Attendees of the Supreme Court Forum responded favorably to the new case acceptance policy, but also had many questions about its implementation. The faculty panel of Fox and Supreme Court Associate Justices John T. Broderick, Jr., James E. Duggan and Joseph P. Nadeau said that they are still working on the fine points of the change and have not yet set a definite date for its implementation. When this process is instituted, Fox said, the court rules governing it will likely be adopted on a temporary basis and modified as necessary before being made permanent.

The court decided to bring back the process of accepting all direct appeals to give litigants "a better opportunity to persuade the court," said Justice Duggan. Under the discretionary process, the court does not conduct an intensive review of the record to determine whether an appeal will be heard. "We look at the notice of appeal form and figure out the issues and if the appeal has merit. Under the new process, we will have better information based on the full record. It will be a much more reliable process and creates more opportunity for litigants to persuade us," said Duggan.

"Under the old process, there was some doubt regarding the thought that went into decisions that were summarily affirmed," Justice Broderick added. "Under the new process, cases won't be summarily affirmed before the case is briefed and the transcript prepared."

One area of particular concern to attendees was the possibility of frivolous appeals being brought simply as delay tactics - especially in family law cases. Under the new process of appeals being automatically accepted, litigants will be able to delay final judgment for the opposing side by bringing frivolous appeals. In family law cases, for example, child custody or other issues may be contested and an appeal could delay a final ruling, continuing one parent's custody of a child. "People could file appeals to buy a year. I think you'll see a lot more frivolous marital appeals to buy time," said attorney Chuck Douglas.

"People could use appeals to stall the process in marital cases," agreed attorney David Nixon.

The justices admitted that the new case acceptance policy will extend the process for litigants; frivolous appeals will not be summarily disposed of as they were before, they said, and a case cannot be heard until its transcript is prepared. Fox said that the court is considering a process by which after an appellant's brief is filed, the opposition will have a chance to file a motion to dismiss in lieu of a brief "if the appeal doesn't hold water." Justice Nadeau also pointed out that the costs of preparing the transcript and bringing an appeal may discourage frivolous appeals.

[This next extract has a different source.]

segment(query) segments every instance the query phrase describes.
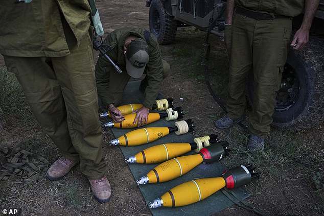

But that cost may also be prohibitive for pro se litigants wanting to file appeals. According to Duggan, in 2002, the court received 225 pro se notices of appeal. There is some concern that transcript fees may prevent pro se litigants from enjoying equal access to the appeals process.

The justices said that the new process may not be perfect, but will serve the greater good of making the appeals process generally more open and accessible.

Fox and the justices said that because the new case acceptance process will double their workload, the court will have to be stricter with deadlines and continuances and will likely limit the number of pages for briefs. Also to streamline the process, oral arguments will be placed on one of three tracks - hearing by the full court or by a three-judge panel or consideration solely of the briefs.

"The down side is that we won't be as user-friendly because of the greater volume of work, but the court is very excited about this change," said Broderick.

In addition to the new appeals process, the Supreme Court panel also briefly discussed a proposal to restructure the Professional Conduct Committee; new rules allowing for admission by motion and requiring attorneys to disclose a lack of a minimum amount of malpractice insurance; and tips for effective appellate advocacy.

Video and audio tapes of the Supreme Court Forum CLE are available through the NHBA CLE Department.